Contrary to the inveterate opinion of most scholars, a Palestinian author actually dealt with political issues before the Nakbah in the novel Thaʾr al-damm (Blood Revenge). Published in Damascus in 1939 by Muḥammad Muṣṭafā Ghandūr from Acre, this work of fiction remained in oblivion for decades because the French Mandate authorities confiscated most of its copies soon after publication. It narrates the story of a young physician who forms an armed band to avenge the rape of his younger sister by British soldiers during the 1936-1939 uprising in Palestine; the woman, disguised as a man, joins the rebels and eventually dies in a fight. Through the symbolism behind the retaliation for the maiden’s rape, Thaʾr al-damm provides a literary interpretation of the Palestinians’ shift to organized insurgency against the British Mandate in the late 1930s.

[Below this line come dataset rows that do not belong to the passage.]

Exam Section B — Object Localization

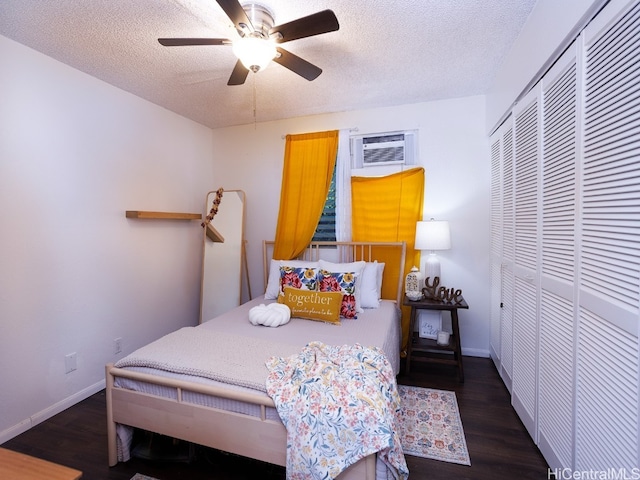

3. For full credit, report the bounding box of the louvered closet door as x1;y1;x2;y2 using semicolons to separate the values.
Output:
538;45;578;468
490;124;502;371
576;1;640;469
512;87;541;441
500;121;516;392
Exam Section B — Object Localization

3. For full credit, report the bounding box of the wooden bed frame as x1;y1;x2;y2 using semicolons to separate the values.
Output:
106;242;406;480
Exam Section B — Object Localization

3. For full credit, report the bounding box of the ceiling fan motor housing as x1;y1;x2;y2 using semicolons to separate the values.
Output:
240;3;274;39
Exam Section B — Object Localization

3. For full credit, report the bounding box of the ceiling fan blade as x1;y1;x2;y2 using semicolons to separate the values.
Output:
273;47;322;81
227;60;249;85
216;0;254;32
158;38;231;47
269;10;340;43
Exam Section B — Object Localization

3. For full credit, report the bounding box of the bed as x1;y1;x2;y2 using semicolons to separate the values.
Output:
106;242;406;480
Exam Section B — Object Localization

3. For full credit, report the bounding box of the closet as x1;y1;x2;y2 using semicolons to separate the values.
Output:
491;0;640;470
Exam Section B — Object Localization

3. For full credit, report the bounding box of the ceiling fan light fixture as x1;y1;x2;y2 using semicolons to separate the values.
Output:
233;36;278;73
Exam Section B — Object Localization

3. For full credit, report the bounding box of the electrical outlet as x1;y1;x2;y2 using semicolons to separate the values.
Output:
64;352;78;373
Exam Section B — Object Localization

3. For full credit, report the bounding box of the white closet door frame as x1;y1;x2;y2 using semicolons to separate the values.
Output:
575;0;640;471
489;124;510;371
538;43;581;469
499;116;515;393
511;85;542;443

By pivoting the plot around the tropes of injury and revenge, Ghandūr translated the feelings of humiliation and threat, and the consequent quest for revenge and liberation shared by many Palestinians into a novel. The action of this story takes place in the Palestinian countryside, in a village community portrayed as a spotless model of national solidarity and harmoniously merged with its environment. Ghandūr sketches a protagonist who exemplifies the theme of the political radicalization of modern-educated youth and argues for the leading role that they should assume in the struggle, while the only female character illustrates village women’s actual involvement in the revolt.